BOLSA DE ESPECIALISTAS
VISÃO, 06-02-2024 por Adão Carvalho, Presidente do SMMP
A detenção, enquanto privação de liberdade, mesmo que temporária e legitimada, tem sempre caráter de exceção, e qualquer atuação das autoridades judiciárias não deve perder de vista essa matriz de excecionalidade
A propósito de mais um caso concreto, como aliás tem sido apanágio, muito se tem falado do prazo de 48 horas para apresentação de um detido a um juiz para interrogatório judicial tendo em vista a aplicação de medidas de coação e já alguns enunciam a necessidade de se mudar a lei.
Começava por referir que a detenção, enquanto privação de liberdade, mesmo que temporária e legitimada, tem sempre caráter de exceção, e qualquer atuação das autoridades judiciárias não deve perder de vista essa matriz de excecionalidade.
Com a alteração introduzida no artigo 28º, n.º 1, pela quarta revisão constitucional, procedeu-se à adequação a uma nova terminologia constitucional, mas para além disso apresenta uma alteração de natureza gramatical: enquanto que anteriormente se dizia que a detenção deveria ser submetida no prazo máximo de 48 horas “a decisão judicial de validação ou manutenção,…”, atualmente diz-se que a detenção deverá ser, no mesmo prazo, sujeita “a apreciação judicial, para restituição à liberdade ou imposição de medida de coação adequada,…”.
O prazo de 48 horas constitucional e legalmente fixado tem por objetivo limitar a privação do direito à liberdade por via administrativa, especialmente a policial, ou seja, o que o parâmetro constitucional impõe é um prazo máximo de prisão administrativa, que não poderá exceder as 48 horas.
Com efeito, se o prazo de 48 horas se reportasse ao momento em que é proferido despacho de validação da prisão, após o interrogatório, teríamos que admitir que a legalidade da prisão dependeria em boa medida não só da atuação policial e do Ministério Público e da prontidão com que o detido havia sido entregue em tribunal, como ainda do próprio arguido e das opções que ele entendesse tomar neste primeiro interrogatório, designadamente quanto ao tempo gasto nas respostas e na exposição da sua defesa. Isto é, a legalidade da prisão ficaria dependente de ato do próprio interessado, o que seria incompreensível, atentos os riscos que a solução acarretaria não só para a utilidade do interrogatório, como para os direitos de natureza garantística que a lei confere aos próprios arguidos nesse momento processual.
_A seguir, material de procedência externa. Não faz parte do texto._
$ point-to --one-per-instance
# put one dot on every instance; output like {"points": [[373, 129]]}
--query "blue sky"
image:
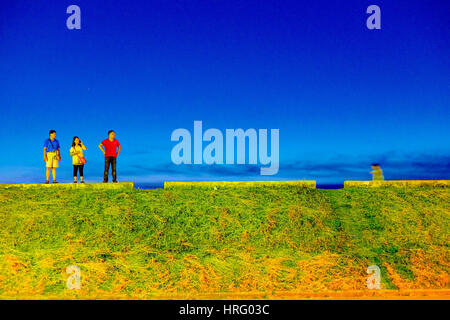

Não podemos esquecer que visando o interrogatório judicial a aplicação de medidas de coação restritivas ou privativas da liberdade, mormente a prisão preventiva, impõe-se que ao arguido seja garantido o exercício do direito de defesa, concretizável no exercício do direito de contraditório, o qual só será possível se ao arguido for dado conhecimento dos factos materiais em que se consubstanciam as razões fácticas [ou histórico-fácticas] em que se apoia, ou, para usar os termos constitucionais, que determinam a detenção.
Tal não se coaduna, em processos com alguma complexidade e/ou vários detidos, com uma decisão no prazo de 48 horas após a detenção, sob pena de o Tribunal para cumprir esse prazo ter de suprimir por completo o direito dos detidos a ter acesso aos autos e a exercerem efetivamente o seu direito de defesa.
Entendemos, contudo, que, não obstante ser hoje inequívoco que o prazo de 48 horas é para apresentação dos detidos ao juiz e não para ser proferida a decisão após interrogatório dos mesmos, tal não deixa de impor ao Tribunal, pragmatismo e razoabilidade, de forma a evitar o prolongamento dos interrogatórios até à decisão por tempo excessivo.
Em primeiro lugar, avaliando em cada momento, até à decisão, se a detenção ainda se justifica em face dos pressupostos que lhe subjazem, em relação a todos ou a algum dos arguidos, podendo optar por os colocar em liberdade em face do juízo que vá fazendo sobre as medidas de coação que a final irá aplicar.
Mas para além disso, efetuando uma correta interpretação do ato processual que está em causa e da sua finalidade e, nesse contexto, conformando o direito de defesa dos arguidos ao que é razoável, consciente que não se trata de garantir a estes o tempo para a defesa próprio de um julgamento.
Por isso, entendemos que não se justifica qualquer alteração legislativa, mas uma interpretação adequada e razoável dos preceitos já existentes.